One of the things that we went over was the **term-document matrix**, and how it could be utilized in our process of converting text data to numerical data, so a model can understand it. Well, one of the things that we did not discuss is there is a slight problem with that method, namely its simple counting process. One of the things that tends to happen is that words such as "a", "the", "and", "in", "to", etc, have a high count for ALL documents, no matter what the category is! This is a very large amount of noise that will often overshadow the meaningful words. 
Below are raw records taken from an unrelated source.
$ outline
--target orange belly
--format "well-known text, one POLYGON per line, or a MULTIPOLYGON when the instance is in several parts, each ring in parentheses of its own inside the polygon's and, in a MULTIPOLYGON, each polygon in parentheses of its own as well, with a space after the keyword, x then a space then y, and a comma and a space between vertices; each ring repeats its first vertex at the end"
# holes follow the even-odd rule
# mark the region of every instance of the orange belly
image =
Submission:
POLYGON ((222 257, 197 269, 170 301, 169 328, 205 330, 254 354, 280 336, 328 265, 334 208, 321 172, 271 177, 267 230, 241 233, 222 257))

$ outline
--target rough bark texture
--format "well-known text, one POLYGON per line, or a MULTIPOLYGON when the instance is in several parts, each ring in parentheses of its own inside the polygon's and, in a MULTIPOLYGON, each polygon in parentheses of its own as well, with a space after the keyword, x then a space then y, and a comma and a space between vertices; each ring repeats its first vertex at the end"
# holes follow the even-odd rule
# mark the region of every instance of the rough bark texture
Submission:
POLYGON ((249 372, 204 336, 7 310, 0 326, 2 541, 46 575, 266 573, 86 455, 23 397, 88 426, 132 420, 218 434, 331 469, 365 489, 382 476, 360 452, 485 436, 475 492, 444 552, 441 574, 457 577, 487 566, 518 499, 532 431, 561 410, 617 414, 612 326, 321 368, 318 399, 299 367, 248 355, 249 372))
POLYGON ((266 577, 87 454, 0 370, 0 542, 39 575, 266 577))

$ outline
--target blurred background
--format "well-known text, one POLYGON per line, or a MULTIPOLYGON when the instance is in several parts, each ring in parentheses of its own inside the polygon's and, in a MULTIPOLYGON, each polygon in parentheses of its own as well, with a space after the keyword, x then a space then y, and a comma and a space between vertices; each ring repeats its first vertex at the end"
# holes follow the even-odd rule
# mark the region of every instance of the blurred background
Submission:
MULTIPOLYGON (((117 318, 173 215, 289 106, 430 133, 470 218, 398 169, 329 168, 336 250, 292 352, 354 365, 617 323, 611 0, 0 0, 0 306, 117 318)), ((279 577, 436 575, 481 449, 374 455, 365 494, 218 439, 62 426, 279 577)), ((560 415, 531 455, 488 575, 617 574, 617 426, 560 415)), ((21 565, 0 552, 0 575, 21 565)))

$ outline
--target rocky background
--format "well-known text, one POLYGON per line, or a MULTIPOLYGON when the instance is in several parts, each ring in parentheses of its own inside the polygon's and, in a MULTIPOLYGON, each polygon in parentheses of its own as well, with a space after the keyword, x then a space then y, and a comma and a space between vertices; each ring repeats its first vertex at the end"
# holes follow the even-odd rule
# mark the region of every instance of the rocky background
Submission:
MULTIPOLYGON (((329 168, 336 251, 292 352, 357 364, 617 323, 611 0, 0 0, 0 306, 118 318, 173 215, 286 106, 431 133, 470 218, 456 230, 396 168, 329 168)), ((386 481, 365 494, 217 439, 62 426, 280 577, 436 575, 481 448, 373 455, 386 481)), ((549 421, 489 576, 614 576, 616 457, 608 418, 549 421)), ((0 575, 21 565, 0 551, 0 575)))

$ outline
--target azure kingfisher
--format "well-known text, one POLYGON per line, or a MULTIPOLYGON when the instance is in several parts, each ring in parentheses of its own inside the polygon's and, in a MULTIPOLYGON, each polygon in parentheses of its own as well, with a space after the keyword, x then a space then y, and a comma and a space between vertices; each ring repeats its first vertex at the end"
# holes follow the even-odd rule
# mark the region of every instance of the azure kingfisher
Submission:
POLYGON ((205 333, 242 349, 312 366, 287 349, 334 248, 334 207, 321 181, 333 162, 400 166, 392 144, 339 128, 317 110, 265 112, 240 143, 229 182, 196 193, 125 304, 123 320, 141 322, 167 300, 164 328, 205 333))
These words are known as **stopwords** and one common technique is to just remove them from the dataset before doing any machine learning. 

### 1.1 TF-IDF
However, there is another technique that we can utilize: **Term Frequency-Inverse Document Frequency**, (TF-IDF). We will not go into the full details of TF-IDF, however, the jist is as follows: We know that words that appear in many documents are probably less meaningful. With this in mind, we can weight each vector component (in this case a word) by something related to how many documents that word appears in. So, intuitively speaking, we may do something like:

$$\frac{\text{raw word count}}{\text{document count}}$$ 

So, the numerator tells us _how many times does this word appear in this document_, and the denominator tells us _how many documents does this word appear in, in total_. Now, in practice we do some transformations on these, like taking the log count, smoothing, and so on. However, the specific implementation isn't nearly as important for this course as is the general understand behind the process. 

### 1.2 Key Point
One of the most important things to keep in mind during all subsequent posts is that no matter what technique we are using, we are always interested in a matrix of size $(V x D)$, where $V$ is the vocabulary size (the number of total words), and $D$ is the vector dimensionality, which is we are doing something like counting up the total number of times a word appears in a set of books, $D$ is the total number of books. 

### 1.3 Word Embeddings
A final thing to note, we are going to encounter the term **Word-Embedding** quite a bit. This is just a fancy word for an old and relatively straight forward concept. A word-embedding is just a fancy name for a feature vector that represents a word. In other words, we can take a categorical object-a word in this case-and then map this object to a list of numbers (in other words, a vector). We say that we have embedded this word into a vector space, and that is why we call them word embeddings.